In het eerste lid is geregeld dat de aanvrager van schadevergoeding gebruik maakt van een door het bestuursorgaan vastgesteld formulier. Onder de huidige Procedureverordening voor advisering tegemoetkoming in planschade 2008 wordt reeds gebruik gemaakt van een formulier. Dit zal zo blijven onder de nieuwe verordening. Wanneer de aanvraag niet wordt aangeleverd via het formulier, wordt de aanvrager verzocht de aanvraag voor nadeelcompensatie alsnog via het formulier in te dienen. Tevens dienen de bescheiden als bedoelt in lid 2 ter beschikking worden gesteld voor de verdere in behandeling name van de aanvraag. Het bestuursorgaan zal de aanvrager mededelen dat de aanvraag niet compleet is om in behandeling nemen, wanneer de aanvraag niet compleet is dan wel niet via het (elektronische) formulier is ingediend. Het bestuursorgaan kan dan expliciet de termijnen opschorten tot het moment dat de aanvraag wel compleet via het aangewezen formulier is ingediend.

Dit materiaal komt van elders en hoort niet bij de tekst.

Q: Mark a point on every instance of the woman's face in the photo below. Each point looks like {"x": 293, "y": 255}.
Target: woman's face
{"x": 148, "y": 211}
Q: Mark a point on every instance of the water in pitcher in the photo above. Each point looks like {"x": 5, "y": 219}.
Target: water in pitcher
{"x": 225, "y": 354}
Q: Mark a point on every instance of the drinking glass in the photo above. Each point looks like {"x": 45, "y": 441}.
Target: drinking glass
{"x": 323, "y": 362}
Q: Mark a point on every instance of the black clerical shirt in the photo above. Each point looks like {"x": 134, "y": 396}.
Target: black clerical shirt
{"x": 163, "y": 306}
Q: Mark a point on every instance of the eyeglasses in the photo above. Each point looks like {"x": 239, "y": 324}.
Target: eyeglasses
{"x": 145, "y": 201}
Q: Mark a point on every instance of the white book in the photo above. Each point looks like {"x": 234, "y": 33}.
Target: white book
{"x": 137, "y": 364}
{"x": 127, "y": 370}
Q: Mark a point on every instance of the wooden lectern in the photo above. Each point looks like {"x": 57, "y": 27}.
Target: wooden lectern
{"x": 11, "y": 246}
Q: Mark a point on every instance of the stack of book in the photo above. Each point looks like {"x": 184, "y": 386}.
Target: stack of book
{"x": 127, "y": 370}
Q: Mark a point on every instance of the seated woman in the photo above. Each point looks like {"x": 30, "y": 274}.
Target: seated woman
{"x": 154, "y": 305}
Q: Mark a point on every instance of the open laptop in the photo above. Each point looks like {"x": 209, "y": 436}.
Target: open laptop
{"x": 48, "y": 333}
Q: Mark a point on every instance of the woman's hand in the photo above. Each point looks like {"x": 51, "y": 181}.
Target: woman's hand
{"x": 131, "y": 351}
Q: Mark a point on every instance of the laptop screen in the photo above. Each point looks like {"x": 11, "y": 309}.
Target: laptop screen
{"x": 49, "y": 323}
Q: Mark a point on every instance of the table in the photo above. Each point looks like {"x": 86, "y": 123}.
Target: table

Artikel 5. Inschakeling adviescommissie
Dit artikel voorziet in de mogelijkheid een adviescommissie, als bedoeld in artikel 3:5 jo 4:130 Awb, aan te stellen voor de beoordeling van een verzoek om nadeelcompensatie. Bij het afhandelen van aanvragen waarbij een adviescommissie is aangewezen bedraagt de beslistermijn maximaal zes maanden in plaats van de reguliere termijn van acht weken. Die termijn kan eenmaal met ten hoogste zes maanden worden verdaagd (artikel 4:130 Awb).
Wanneer een adviescommissie wordt ingeschakeld, betekent dit niet automatisch dat deze wordt gevraagd over de gehele aanvraag tot nadeelcompensatie te adviseren. Bij zaken die betrekking hebben op inkomensderving kan worden gedacht aan deskundigheid op het gebied van accountancy of financieel economische bedrijfsvoering. Bij zaken die betrekking hebben op waardevermindering van een onroerende zaak kan worden gedacht aan extra deskundigheid op het gebied van taxaties.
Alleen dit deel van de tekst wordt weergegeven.